The Friday of reunion weekend, while friends were boarding flights and getting in cars to make their way to Wellesley, I was also heading to campus—but I was wrestling my 16-month-old into his car seat before rushing to the Wellesley Community Children’s Center and then my office in Green Hall. For me, May 2025 marked two Wellesley milestones: my 15th reunion as an alum and my four-year anniversary as an employee.
This reunion was a decade in the making. I was devastated when our 10-year gathering was canceled by COVID, and I dreamed of finally getting to hug those old friends, drink beers in the radio station, sit by the lake at night, dance my “class off,” and wear as much purple as possible. When I started working at the College in 2021—a job I applied for, in part, because I had missed returning to campus in 2020—my 15th reunion fantasies started to include swiping my friends into Green Hall late at night and giving them golf-cart rides, using my staff status to show off a new side of Wellesley. But when reunion arrived, I found myself not so excited.

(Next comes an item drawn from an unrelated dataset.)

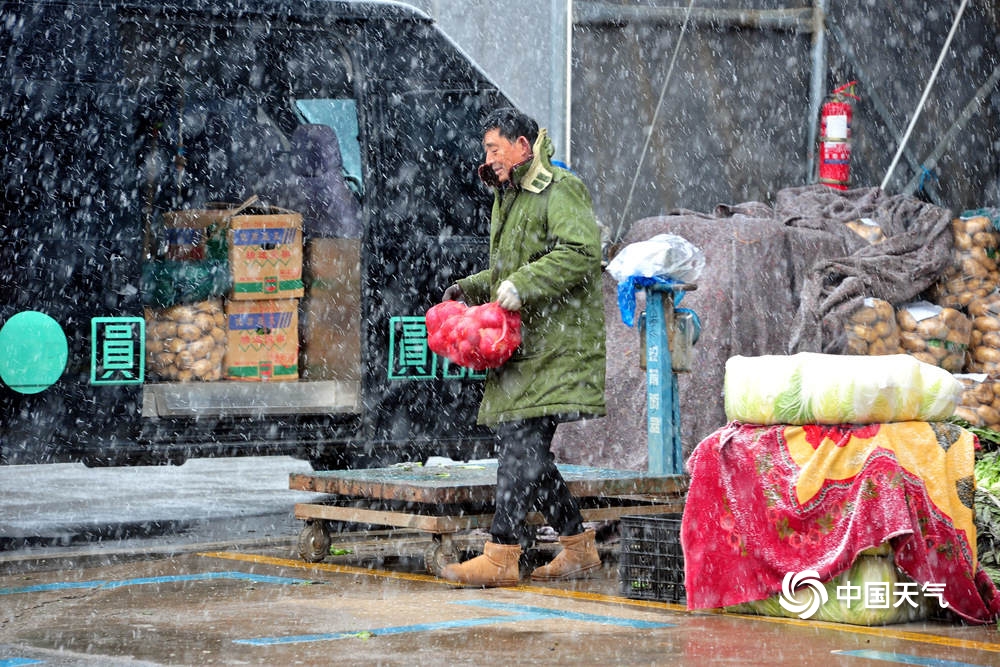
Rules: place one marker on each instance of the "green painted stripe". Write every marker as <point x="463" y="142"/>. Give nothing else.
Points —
<point x="254" y="371"/>
<point x="258" y="287"/>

Most of the time, I love my job. I’m a senior editorial writer for the College’s department of communications and public affairs, and I love talking to Wellesley students, faculty, staff, and alums about their passions and writing about them for Wellesley’s website and this magazine.
But it isn’t always sunshine and rhododendrons. As one fellow alum colleague put it, you care more about your work because it’s for a place you love—but it’s exhausting to be so emotionally invested. It also changes how you see things: It’s like visiting the kitchen of your favorite restaurant. It makes you look at the menu a little differently.
As my friend group chat blew up discussing outfits for the parade, I felt torn—I was excited to see my friends, but I knew I’d also be working reunion on top of celebrating, and I was so, so tired and not looking forward to spending all weekend at my place of employment.
But, as it turned out, in between advancing slides backstage at the College Update and Awards event and driving around alums from the class of 1965, I couldn’t help smiling. Every alum seemed thrilled to be back, and some friends were reuniting for the first time since 2015. There was no taking this weekend for granted.
After I finished work on Saturday, I found my friends in Tower’s dining hall. It was 2007 all over again, a lingering weekend brunch, the days feeling endless. That afternoon we drank beers in the radio station; that night, we drank beers by the lake. Walking to Waban in the dark, my friend Cary stopped in the middle of Tupelo Lane, throwing her arms out. “Look at this place! How lucky were we?” she said.
Something clicked. I’d been thinking of reunion as being “stuck at work” all weekend; I’d forgotten it also meant spending time at one of my favorite places in the world. Sitting by the lake that night, we watched bats swoop and a muskrat swim, heard geese honking, saw a heron soaring. I was reminded of a memory from spring 2010: walking back to Claflin one foggy evening when a family of deer materialized and silently moved across Severance Green. I felt the magic of the campus intensely in that moment: a beautiful haven in a dark world. I had that feeling again the Saturday night of reunion, sitting by the lake with some of my favorite people.
After four years at any job, it’s easy to be jaded. It had become easy to see Wellesley as just the place where I work. But when Cary threw out her arms, I remembered. Every day I look for the moments that are special, the things that I love, all the best things about Wellesley. How lucky am I, to get to write about this place?
E.B. Bartels ’10 is Wellesley’s senior editorial writer and author of Good Grief: On Loving Pets, Here and Hereafter, which was published in paperback in November 2025.